How to ge a foot on the Covid property ladder Et
Lockdown and Land and Buildings Transaction Tax holiday have stoked up demand
WITH the country still under some Covid-19 restrictions, you could be forgiven for thinking the housing market would be locked down too.
But think again. Not only do borrowers have a more limited choice of mortgages now, but a surge in buyer inquiries has put a strain on lenders, with many now adapting their criteria to cope with demand.
The Land and Buildings Transaction Tax (LBTT) holiday has helped to drive up activity – and prices – too.
We chatted to Kevin Roberts, director of Legal & General Mortgage Club, for his tips to help borrowers adjust to the market’s new normal and put themselves in the best position when applying for a mortgage.
1 Timing is key
Borrowers will need to get their housing plans moving if they want to take advantage of the Government’s LBTT incentives.
Kevin said: “The LBTT holiday announced in July has provided a major incentive for borrowers to press ahead with their housing plans.
“However, home buying can be a long process. Not only do you have to find a home, but the market is experiencing heightened levels of demand, so everything from mortgage applications to surveys and conveyancing is likely to take longer.
“People looking to take advantage of the LBTT changes will need to get the process of buying under way by November and ensure documentation is in order by December at the latest.”
While the LBTT holiday is acting as an incentive, it has also boosted demand and prices – which could wipe out any gain.
With a hard stop on the LBTT holiday on March 31 next year, increases in house prices may subside, so some buyers may want to wait.
2 Know what you’re looking for and what you can afford
Lockdown has changed where some buyers intend to purchase and the types of property they are seeking.
Think about how your needs may have changed and if you do plan to buy a bigger property, don’t overstretch yourself.

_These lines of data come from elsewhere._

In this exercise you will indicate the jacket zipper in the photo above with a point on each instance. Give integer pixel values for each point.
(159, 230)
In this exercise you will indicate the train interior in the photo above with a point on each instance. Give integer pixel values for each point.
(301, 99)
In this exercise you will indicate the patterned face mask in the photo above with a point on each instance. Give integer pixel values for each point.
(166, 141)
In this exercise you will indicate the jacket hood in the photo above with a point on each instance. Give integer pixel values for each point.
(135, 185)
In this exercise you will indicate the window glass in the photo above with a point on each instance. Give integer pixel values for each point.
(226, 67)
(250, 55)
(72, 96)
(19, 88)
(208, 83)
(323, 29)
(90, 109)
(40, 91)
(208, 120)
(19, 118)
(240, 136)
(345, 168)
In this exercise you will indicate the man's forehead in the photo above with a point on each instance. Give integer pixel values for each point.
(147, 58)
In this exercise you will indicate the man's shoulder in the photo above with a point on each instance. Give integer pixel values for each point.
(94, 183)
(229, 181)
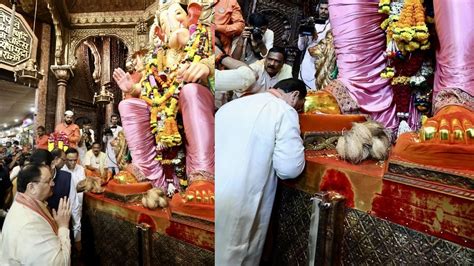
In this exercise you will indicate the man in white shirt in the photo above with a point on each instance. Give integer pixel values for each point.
(255, 40)
(307, 68)
(257, 140)
(77, 175)
(270, 70)
(95, 162)
(30, 234)
(110, 135)
(63, 185)
(87, 138)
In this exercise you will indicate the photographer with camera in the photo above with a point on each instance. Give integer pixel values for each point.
(255, 41)
(312, 31)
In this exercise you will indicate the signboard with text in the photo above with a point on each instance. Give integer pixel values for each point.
(18, 47)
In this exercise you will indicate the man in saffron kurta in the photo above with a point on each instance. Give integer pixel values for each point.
(257, 141)
(41, 140)
(31, 235)
(70, 129)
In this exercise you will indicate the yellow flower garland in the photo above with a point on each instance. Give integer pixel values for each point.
(160, 91)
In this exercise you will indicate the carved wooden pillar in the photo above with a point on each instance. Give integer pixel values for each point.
(105, 78)
(62, 74)
(40, 97)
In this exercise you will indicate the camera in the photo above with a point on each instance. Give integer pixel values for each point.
(307, 26)
(257, 33)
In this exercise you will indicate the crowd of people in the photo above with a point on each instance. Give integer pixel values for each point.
(257, 125)
(256, 119)
(39, 191)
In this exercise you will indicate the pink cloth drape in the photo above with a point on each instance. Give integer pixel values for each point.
(197, 107)
(135, 116)
(360, 43)
(454, 20)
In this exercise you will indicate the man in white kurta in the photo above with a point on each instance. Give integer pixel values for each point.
(257, 140)
(77, 175)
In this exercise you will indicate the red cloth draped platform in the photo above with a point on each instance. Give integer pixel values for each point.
(433, 200)
(119, 233)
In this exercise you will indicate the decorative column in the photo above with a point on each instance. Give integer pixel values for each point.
(41, 91)
(105, 78)
(62, 74)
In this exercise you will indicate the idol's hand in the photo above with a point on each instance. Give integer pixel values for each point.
(192, 73)
(124, 81)
(451, 125)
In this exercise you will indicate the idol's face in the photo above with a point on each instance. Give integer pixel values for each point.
(68, 119)
(273, 63)
(323, 11)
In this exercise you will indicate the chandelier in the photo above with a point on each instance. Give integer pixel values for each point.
(105, 96)
(28, 74)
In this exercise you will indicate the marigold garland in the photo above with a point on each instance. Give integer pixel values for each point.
(406, 30)
(160, 90)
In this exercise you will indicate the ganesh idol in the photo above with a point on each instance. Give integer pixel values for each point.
(168, 113)
(447, 137)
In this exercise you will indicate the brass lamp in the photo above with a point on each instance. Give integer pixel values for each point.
(28, 74)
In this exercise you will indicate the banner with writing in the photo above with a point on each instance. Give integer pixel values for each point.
(19, 46)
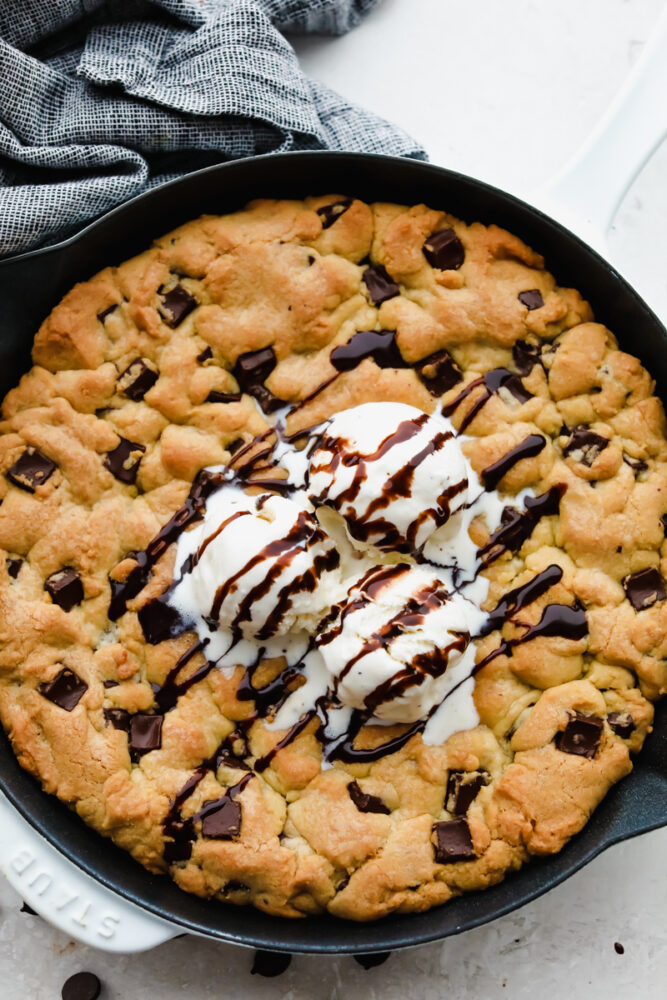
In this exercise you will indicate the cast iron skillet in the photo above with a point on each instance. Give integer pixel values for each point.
(31, 285)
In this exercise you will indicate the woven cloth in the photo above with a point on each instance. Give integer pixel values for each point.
(100, 101)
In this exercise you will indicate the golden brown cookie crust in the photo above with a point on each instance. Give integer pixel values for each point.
(273, 275)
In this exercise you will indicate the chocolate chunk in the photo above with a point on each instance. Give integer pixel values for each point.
(119, 718)
(223, 397)
(82, 986)
(221, 819)
(139, 376)
(330, 213)
(645, 588)
(160, 621)
(31, 470)
(581, 736)
(585, 445)
(371, 961)
(65, 588)
(380, 345)
(145, 732)
(13, 567)
(532, 299)
(270, 963)
(622, 724)
(439, 372)
(65, 690)
(380, 286)
(123, 461)
(453, 841)
(106, 312)
(462, 789)
(176, 304)
(444, 250)
(364, 802)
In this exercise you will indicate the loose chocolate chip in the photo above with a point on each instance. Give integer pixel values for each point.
(380, 345)
(139, 376)
(123, 461)
(31, 470)
(13, 567)
(380, 286)
(65, 588)
(462, 789)
(82, 986)
(371, 961)
(439, 372)
(223, 397)
(221, 819)
(581, 736)
(585, 445)
(145, 732)
(453, 841)
(330, 213)
(119, 718)
(176, 304)
(65, 690)
(622, 724)
(444, 250)
(364, 802)
(106, 312)
(160, 621)
(645, 588)
(532, 299)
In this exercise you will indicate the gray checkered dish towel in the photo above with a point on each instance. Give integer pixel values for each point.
(100, 101)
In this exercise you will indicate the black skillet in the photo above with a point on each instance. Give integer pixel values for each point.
(31, 285)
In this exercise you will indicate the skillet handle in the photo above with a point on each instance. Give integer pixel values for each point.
(586, 193)
(69, 898)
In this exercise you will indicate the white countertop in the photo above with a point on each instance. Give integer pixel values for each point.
(506, 92)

Kevin said: “Our latest research found 18 per cent of buyers are now planning to purchase property in more rural areas than before the crisis, with another 17 per cent intending to buy further away from their place of work.
“The number of first-time buyers now looking for properties with outdoor space also rose by 20 per cent.”
If you were planning to step on to or up the ladder before the crisis, think about how your needs may have changed over the past five months.
If it’s a bigger home or outdoor space you want, you may now have to look to new areas to stay in budget.
Consider using a mortgage adviser. They are experts in the market and will review your income and circumstances to help build a picture of exactly what you can afford.
3 Plan ahead
Check your credit report to ensure everything is in order and there are no errors – and so you know where you stand before starting the process.
Ensure your mortgage adviser has all the documentation they need, from payslips to evidence of your deposit.
If you’re self-employed, try to demonstrate future income by sharing information around new contracts or proof of business activity to help underwriters build a fair picture of your circumstances.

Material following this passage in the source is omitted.